Mas a secretária-geral da organização sindical britânica Trades Union Congress (TUC), Frances O’Grady, pediu às plataformas tecnológicas que façam mais esforços. “Pressionaremos com força para que Uber e outras plataformas reconheçam os sindicatos e deem aos funcionários uma voz adequada no trabalho”. Esses trabalhadores “merecem os mesmos direitos básicos que todos os demais. Os sindicatos não vão descansar até que os salários e as condições melhorem em toda economia ‘gig'”, enfatizou.

O ministro britânico das Empresas, Kwasi Kwarteng, declarou nesta quarta ao canal Sky News que a mudança da Uber é “absolutamente positiva”. “Sempre disse que a nova fase de nossa economia deveria consistir em proteger os direitos dos trabalhadores, pressionando por padrões mais elevados e por novas tecnologias”, acrescentou.

Salário abaixo da média

No entanto, há quem conteste a decisão, alegando que a justiça deveria ter imposto uma remuneração mais elevada.

A partir de agora, os motoristas de Uber no Reino Unido receberão pelo menos o salário mínimo, que é de 8,72 libras (cerca de R$ 68) por hora no país. Os ganhos devem subir para 8,91 libras em abril. Porém, um motorista de Uber recebe em média, mais do que isso: 17 libras por hora em Londres e 14 libras por hora no resto do país.

“Nesse sentido, essa decisão acaba sendo mais interessante para a Uber do que para os motoristas”, avalia e em entrevista à RFI o economista Christophe Benavent, professor da Universidade Paris Nord e especialista sobre o tema. Segundo ele, a empresa deu um passo importante, que pode “servir de laboratório” para o resto do mundo. Porém, financeiramente a medida não é tão interessante. Sem contar que, com essa denominação, (worker), os motoristas continuam sem contrato.

“Outra coisa importante, que ainda não ficou claro, é saber se todos os motoristas terão o mesmos direitos ou se eles valerão apenas para aqueles que trabalham de forma intensa com Uber”, insiste o economista. “Pois devemos lembrar que o tempo de trabalho varia muito. Tem gente que faz isso apenas algumas horas por semana, em complemento de renda, enquanto há outros que fazem isso em tempo integral, ou ainda aqueles que trabalham para diferentes aplicativos. Então vai ser interessante ver como essa nova regra será implementada”.

Uber em busca de legitimidade

A Uber não especificou o custo da implementação dessas medidas, mas estes valores, que devem ser consideráveis, pesarão um pouco mais nas frágeis finanças de uma empresa que ainda não é lucrativa e atravessa um momento ruim devido às restrições contra a pandemia. A plataforma terá que absorver parte dos custos, pois dificilmente poderá se permitir um aumento de suas tarifas, principalmente em Londres, onde a concorrência é acirrada.

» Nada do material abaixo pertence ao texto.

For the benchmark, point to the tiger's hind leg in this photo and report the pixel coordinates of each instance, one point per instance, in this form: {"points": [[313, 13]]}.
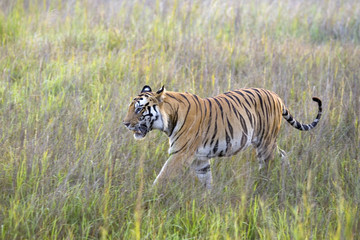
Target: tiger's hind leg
{"points": [[202, 170]]}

Mas, ao tomar a decisão, a empresa evita longos processos nos tribunais britânicos, pois a decisão da Suprema Corte permitiria que os motoristas acionassem a justiça para obter os direitos que a Uber acaba de conceder-lhes.

Além disso, a medida melhora a imagem da empresa que vive, como outras do ramo de aplicativos de transporte ou de delivery, uma batalha em vários países sobre questão da precariedade de seus prestadores. “Uber busca legitimidade. E essa medida é uma tentativa de aumentar a legitimidade da empresa em alguns países”, resuma Christophe Benavent.